BV Askfile: 245.267 Bidfile: 245.078 
OKC Askfile: 248.82 Bidfile: 248.73 
diff: 3.4628 diff2: 3.7416

As you can see, there's an error on both calculations. diff = 3.463 and NOT 3.4628. And diff2 = 3.742 and NOT 3.7416.

Do you know what's going on??


Solution

  • The problem is that it is in general impossible to represent fractional decimal values exactly using binary floating point numbers. For example, 0.1 is represented as 1.000000000000000055511151231257827021181583404541015625E-1 when using double (you can use this online analyzer to determine the values). When computing with these rounded values the number of necessary binary digits will exceed those which can be represented and the value will be further rounded, introducing more error. Of course, all this is covered in Goldberg's paper pointed to by the comment of Ed Heal.

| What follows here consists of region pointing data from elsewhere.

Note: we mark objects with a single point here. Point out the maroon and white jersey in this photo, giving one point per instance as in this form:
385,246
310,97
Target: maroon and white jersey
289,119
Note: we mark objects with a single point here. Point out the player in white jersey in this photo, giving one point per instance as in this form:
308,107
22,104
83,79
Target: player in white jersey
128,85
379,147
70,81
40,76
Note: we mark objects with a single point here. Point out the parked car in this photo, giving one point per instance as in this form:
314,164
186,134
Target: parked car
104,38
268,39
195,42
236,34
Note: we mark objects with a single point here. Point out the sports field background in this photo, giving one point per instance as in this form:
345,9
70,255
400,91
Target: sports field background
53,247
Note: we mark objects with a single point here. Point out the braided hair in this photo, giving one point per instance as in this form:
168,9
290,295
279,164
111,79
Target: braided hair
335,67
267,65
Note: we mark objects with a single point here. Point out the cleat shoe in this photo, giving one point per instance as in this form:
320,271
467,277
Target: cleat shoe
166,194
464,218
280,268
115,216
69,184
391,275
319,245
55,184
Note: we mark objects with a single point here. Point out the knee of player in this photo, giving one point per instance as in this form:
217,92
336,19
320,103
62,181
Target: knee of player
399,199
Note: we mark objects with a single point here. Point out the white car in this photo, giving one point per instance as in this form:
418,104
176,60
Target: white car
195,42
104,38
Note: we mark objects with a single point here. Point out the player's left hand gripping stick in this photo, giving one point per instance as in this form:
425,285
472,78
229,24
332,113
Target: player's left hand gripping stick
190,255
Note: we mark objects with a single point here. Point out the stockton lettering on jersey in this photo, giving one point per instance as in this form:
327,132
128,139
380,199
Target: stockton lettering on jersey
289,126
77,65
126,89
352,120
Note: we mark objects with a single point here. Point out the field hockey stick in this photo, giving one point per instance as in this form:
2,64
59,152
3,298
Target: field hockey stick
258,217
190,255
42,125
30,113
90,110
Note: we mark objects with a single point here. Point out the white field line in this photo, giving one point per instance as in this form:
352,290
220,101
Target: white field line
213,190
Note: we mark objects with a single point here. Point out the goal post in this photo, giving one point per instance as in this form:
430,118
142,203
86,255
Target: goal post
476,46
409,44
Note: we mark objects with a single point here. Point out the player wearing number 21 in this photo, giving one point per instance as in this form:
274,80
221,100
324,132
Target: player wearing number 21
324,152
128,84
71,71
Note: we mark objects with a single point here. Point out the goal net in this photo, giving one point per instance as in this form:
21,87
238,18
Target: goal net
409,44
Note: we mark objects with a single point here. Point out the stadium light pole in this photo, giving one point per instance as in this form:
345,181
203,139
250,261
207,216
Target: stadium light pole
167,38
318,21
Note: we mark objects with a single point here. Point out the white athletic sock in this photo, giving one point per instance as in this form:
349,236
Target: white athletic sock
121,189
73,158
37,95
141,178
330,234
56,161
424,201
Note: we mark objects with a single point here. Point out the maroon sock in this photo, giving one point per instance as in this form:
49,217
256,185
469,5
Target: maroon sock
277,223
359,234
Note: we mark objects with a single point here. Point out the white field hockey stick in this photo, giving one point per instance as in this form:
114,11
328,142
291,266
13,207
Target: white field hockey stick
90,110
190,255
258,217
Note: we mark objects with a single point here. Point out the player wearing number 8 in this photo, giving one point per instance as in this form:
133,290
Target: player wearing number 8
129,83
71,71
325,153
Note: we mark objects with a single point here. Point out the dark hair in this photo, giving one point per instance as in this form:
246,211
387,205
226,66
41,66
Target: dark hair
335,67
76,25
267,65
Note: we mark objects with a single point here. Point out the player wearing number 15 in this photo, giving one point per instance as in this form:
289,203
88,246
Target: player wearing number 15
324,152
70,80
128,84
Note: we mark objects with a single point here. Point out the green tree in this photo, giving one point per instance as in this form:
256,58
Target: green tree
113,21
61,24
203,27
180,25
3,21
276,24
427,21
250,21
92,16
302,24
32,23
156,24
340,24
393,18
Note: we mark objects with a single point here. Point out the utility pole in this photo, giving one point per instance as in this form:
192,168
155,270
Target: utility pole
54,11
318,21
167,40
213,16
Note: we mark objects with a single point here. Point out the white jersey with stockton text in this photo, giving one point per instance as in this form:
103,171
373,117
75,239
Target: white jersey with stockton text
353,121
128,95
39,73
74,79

    There are a number of alternative representation you can use to compute exactly with decimal values. Unless the representation uses an arbitrary sized representation it will be exactly only within some range of values. Typical choices are:

    1. Using a big integer representation together with a suitable decimal scaling.
    2. Strings (or BCDs) of digits.
    3. A fixed point representation which is basically just an integer together with a fixed decimal exponent where the exponent is implicit in the fixed point type (or, e.g., a template argument).
    4. Instead of using binary floating point you'd use decimal floating points. Floating points are just a representation of a sign, a significand, and an exponent with the value being computed as (-1)sign * significand * baseexponent. double uses a base of 2 but for decimal computations you'd use base 10.
    5. Using two big integers you could represent the value as a rational number.
    6. There are a couple of other choices but the above list is what I'd consider to be practical options.

    Depending on the choice of implementation different operations are more or less easy to implement and the exact operations vary. For example, except for the representation using rational operations divisions will always be rounded when the divisor cannot be represented as a product of 2 and 5.

    Which representation would work best for your application depends on your needs. If you have only trade prices in ranges typical for equities, a fixed point representation may work. If you need to cover all sorts of values you can encounter in finance, e.g., national debts as well as interest rates you'd need more than 64 bits for your fixed point representation and decimal floating point representation may be the better representation. Depending on whether you need to transfer and/or store the values a fixed size representation may not be required in which case the other representations may be a reasonable choice.